6.3 Counterparts. This Agreement may be executed in counterparts each of which shall be deemed to constitute an original, but all of which together shall constitute one and the same instrument. A facsimile or other electronic copy of a signature page shall be deemed to be an original signature page.
6.4 Entire Agreement. Except as otherwise set forth in this Agreement or the Merger Agreement (including the documents and the instruments referred to herein or therein), this Agreement represents the entire understanding of the parties hereto with reference to the transactions contemplated hereby and supersedes any and all other oral or written agreements heretofore made.
6.5 Governing Law. This Agreement shall be governed by, and interpreted in accordance with, the laws of the State of Maryland, without regard to conflicts of laws principles.
6.6 Authorization under Maryland Law. The Surviving Bank certifies that its participation in the Bank Merger was duly authorized as required by the laws of the State of Maryland.
6.7 Successors and Assigns; Assignment. This Agreement shall be binding upon and inure to the benefit of the parties hereto and their respective successors and assigns; provided, however, that this Agreement may not be assigned by either party hereto without the written consent of the other party.
[signature page follows]
C-4
IN WITNESS WHEREOF, Sandy Spring Bank and WashingtonFirst Bank have caused this Plan of Bank Merger to be executed by their duly authorized officers as of the date first above written.
SANDY SPRING BANK | |||
By: | |||
Daniel J. Schrider | |||
President and Chief Executive Officer | |||
Attest: | |||
Ronald E. Kuykendall | |||
Secretary and General Counsel | |||
WASHINGTONFIRST BANK | |||
By: | |||
Shaza L. Andersen | |||
Chief Executive Officer | |||
Attest: | |||
Richard D. Horn | |||
General Counsel and Corporate Secretary |
Signature page to Plan of Bank Merger
Exhibit D
Form of Article III, Section 3 of Parent Bylaws
Section 3. Age Limitation.
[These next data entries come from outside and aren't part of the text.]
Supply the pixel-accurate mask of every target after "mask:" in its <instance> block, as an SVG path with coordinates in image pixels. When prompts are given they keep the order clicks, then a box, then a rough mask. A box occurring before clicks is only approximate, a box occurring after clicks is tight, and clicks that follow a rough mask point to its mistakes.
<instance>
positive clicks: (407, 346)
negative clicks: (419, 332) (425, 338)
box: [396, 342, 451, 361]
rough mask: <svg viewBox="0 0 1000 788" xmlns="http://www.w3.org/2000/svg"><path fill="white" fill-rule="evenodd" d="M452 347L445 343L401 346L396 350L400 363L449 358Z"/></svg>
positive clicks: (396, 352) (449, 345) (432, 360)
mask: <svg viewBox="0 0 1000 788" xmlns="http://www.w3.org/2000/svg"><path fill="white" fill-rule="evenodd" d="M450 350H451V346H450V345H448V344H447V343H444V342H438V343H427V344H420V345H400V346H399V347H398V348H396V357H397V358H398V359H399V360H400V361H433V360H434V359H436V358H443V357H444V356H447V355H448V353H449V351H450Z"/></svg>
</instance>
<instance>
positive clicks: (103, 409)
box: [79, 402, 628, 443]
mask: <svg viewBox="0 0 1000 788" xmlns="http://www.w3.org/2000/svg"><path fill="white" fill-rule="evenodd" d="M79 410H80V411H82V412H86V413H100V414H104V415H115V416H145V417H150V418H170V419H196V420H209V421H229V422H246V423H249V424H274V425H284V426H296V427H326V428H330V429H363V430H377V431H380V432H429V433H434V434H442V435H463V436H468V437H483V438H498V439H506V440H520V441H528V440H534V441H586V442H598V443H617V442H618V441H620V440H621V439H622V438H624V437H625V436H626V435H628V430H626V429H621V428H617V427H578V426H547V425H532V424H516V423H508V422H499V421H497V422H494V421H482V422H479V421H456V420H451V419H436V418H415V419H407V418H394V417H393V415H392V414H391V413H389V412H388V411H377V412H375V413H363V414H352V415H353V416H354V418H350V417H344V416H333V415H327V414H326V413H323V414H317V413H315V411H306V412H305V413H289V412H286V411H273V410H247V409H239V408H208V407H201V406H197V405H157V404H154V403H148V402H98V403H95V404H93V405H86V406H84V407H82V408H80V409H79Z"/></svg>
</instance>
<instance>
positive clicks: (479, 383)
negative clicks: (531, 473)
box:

No person shall be eligible for election or appointment to the board of directors if such person is under twenty-one (21) or over seventy-two (72) years of age at the time of his or her election or appointment. No director shall serve beyond the annual meeting of shareholders immediately following his or her seventy-second (72nd) birthday. This limitation shall not apply to a person serving as an advisory director or a director emeritus. Notwithstanding the foregoing, a director may, at the request of the Nominating Committee and if ratified by the Board, continue to serve as a director after the annual meeting of shareholders immediately following his or her seventy-second (72nd) birthday if (i) he or she was appointed to the board of directors in connection with a corporate acquisition, consolidation, or merger and (ii) the Nominating Committee and Board determine that his or her continued service would be of substantial benefit to the Corporation in recognizing the benefit of such acquisition, consolidation or merger. The continuation of such person’s service as a director shall be for such period as the Nominating Committee, subject to the approval of the Board, shall determine.